Sınır tanımamalısın. Olasılıkların dışına çıkmalısın. Boyun eğmemeyi bilmelisin kadere. Ondan bir adım önde olmalısın. Her zaman ezber bozmalısın. Hayat, önceden ne yapacağını tahmin edip, sonunu senden önce hazırlamamalı. Belirsiz olmalısın. Gizemini korumalısın.
Aşk bir sanatsa eğer, en iyisini icra etmelisin. Yarım yamalak, ya da "bana bu kadar yeter" diyerek yaşamamalısın. En iyisini yapana kadar çabalamalısın. yapamadın mı? Arkana bakmamalısın. Çünkü geçmiş asla, mutlu bir geleceğe taşımaz seni. Dersini alıp, devam etmelisin. Ama bazen inadına, hatanı tekrarlamalısın aşk için. Aşk bir ömürlük değildir çünkü. Aşk, anlıktır. "Seviyordum yaptım!" deme cesaretini bulmalısın kendinde. Canın istiyorsa, elaleme kulak asmamalısın.

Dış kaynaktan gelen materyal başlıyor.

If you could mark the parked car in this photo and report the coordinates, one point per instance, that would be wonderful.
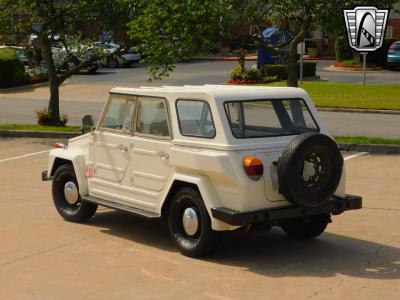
(113, 61)
(20, 52)
(393, 58)
(209, 158)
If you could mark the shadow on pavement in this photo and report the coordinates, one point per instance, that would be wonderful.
(271, 254)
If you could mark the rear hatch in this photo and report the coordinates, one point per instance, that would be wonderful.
(270, 157)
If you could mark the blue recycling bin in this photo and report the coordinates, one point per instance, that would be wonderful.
(272, 37)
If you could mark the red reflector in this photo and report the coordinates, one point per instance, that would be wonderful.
(253, 167)
(89, 171)
(59, 145)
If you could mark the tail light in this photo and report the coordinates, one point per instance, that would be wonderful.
(253, 167)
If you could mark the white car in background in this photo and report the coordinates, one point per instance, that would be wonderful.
(113, 61)
(20, 52)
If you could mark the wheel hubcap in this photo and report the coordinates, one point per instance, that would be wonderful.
(71, 192)
(190, 221)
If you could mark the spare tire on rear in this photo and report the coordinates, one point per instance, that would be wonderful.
(310, 169)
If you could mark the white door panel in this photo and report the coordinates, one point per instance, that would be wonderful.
(150, 164)
(112, 154)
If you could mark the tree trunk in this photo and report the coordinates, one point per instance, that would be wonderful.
(54, 101)
(292, 63)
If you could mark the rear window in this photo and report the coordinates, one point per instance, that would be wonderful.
(195, 118)
(265, 118)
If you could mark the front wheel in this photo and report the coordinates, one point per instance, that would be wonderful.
(66, 196)
(306, 228)
(190, 224)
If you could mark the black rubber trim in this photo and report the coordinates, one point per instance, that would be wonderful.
(336, 205)
(45, 176)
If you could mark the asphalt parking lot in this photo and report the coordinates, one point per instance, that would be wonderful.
(118, 256)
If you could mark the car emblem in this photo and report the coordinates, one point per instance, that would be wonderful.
(366, 27)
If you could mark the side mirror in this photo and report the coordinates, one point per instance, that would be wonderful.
(87, 123)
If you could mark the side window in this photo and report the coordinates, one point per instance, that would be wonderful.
(119, 113)
(195, 118)
(152, 117)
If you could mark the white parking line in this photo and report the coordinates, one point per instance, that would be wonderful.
(355, 155)
(22, 156)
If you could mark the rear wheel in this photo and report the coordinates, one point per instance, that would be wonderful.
(66, 196)
(306, 228)
(190, 224)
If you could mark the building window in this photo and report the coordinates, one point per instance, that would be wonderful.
(389, 31)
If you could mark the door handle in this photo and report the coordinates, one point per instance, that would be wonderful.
(162, 155)
(123, 148)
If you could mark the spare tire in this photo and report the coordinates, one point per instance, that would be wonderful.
(310, 169)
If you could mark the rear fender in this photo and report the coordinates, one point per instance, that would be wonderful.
(209, 195)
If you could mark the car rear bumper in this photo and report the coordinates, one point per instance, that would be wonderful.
(336, 205)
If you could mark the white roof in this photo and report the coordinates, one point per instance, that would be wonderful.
(218, 92)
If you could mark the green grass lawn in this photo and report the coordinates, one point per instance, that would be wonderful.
(352, 95)
(366, 140)
(34, 127)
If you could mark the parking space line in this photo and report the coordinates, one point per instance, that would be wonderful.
(22, 156)
(355, 155)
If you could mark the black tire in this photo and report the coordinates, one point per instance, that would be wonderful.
(204, 240)
(323, 155)
(78, 212)
(306, 228)
(112, 62)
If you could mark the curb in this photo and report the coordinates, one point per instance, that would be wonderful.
(25, 87)
(371, 148)
(38, 134)
(350, 70)
(360, 110)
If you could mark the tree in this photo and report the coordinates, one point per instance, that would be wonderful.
(59, 19)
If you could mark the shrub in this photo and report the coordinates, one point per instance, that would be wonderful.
(269, 79)
(351, 63)
(342, 49)
(309, 69)
(379, 57)
(275, 70)
(252, 74)
(12, 71)
(43, 117)
(238, 72)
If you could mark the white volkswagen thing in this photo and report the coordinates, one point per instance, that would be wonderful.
(209, 158)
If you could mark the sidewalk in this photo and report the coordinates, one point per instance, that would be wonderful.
(254, 58)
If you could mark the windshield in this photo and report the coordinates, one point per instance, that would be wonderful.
(265, 118)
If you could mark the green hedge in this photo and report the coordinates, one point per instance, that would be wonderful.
(11, 69)
(379, 57)
(275, 70)
(280, 71)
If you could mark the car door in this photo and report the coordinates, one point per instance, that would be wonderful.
(151, 144)
(112, 149)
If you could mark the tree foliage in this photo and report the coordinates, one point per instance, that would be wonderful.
(173, 31)
(60, 20)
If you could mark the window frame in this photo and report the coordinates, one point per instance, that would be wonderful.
(167, 115)
(127, 97)
(227, 116)
(179, 123)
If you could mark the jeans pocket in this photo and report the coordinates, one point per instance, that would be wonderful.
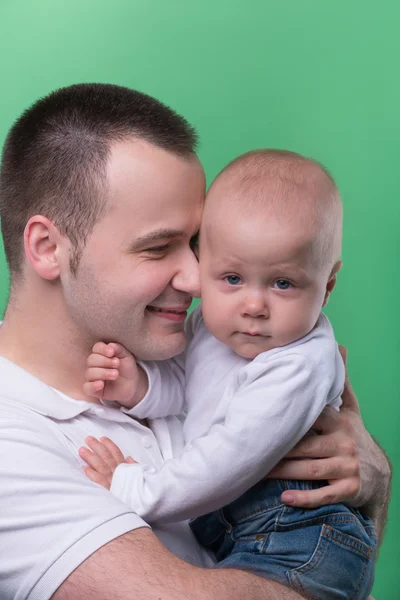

Sevişirken sabaha karşı ve teri vucudundan akarken, seninkiyle karışmalı. Asla kendi kendine kurumamalı o ter. Anlamını yitirtmemelisin.
Herşeyi zamanında yaşamalısın. Sussuzluğunuz gittikten sonra önünüze bir bardak su koysalar, neyi doyurur, neyi tatmin eder o bir bardak su? Öyle düşünerek yaşamalısın hayatı. Aç ve susamışsan eğer, o an da ye ve iç. Hata mı yaptın? Gerekirse üzül, kendini parala; fakat ikinci bir şansın olduğunu asla unutma. Keşkelerin hayatını ele geçirip, hükmetmesine izin verme.
Sonları çok fazla uzatmamalısın. Sonlar her zaman, en sancılı süreçtir. Bıçak gibi kesip atmalısın. Zarar veren şeyleri sevsen bile, düşünmeden çıkartmalısın hayatından.
Ölüm haricinde herşeyin bir telafisi var.
Geç kalma hayata. Ondan önde ol. Kısacası ezbere gitme hayatta. Kendi hikayeni yaz. En büyük gizli güç, insanın kendi gücüdür.
Dolu dolu. Goethe'nin dediği gibi insan her gün bir parça müzik dinlemeli, iyi bir şiir okumalı, güzel bir tablo görmeli ve mümkünse birkaç mantıklı cümle söylemelidir.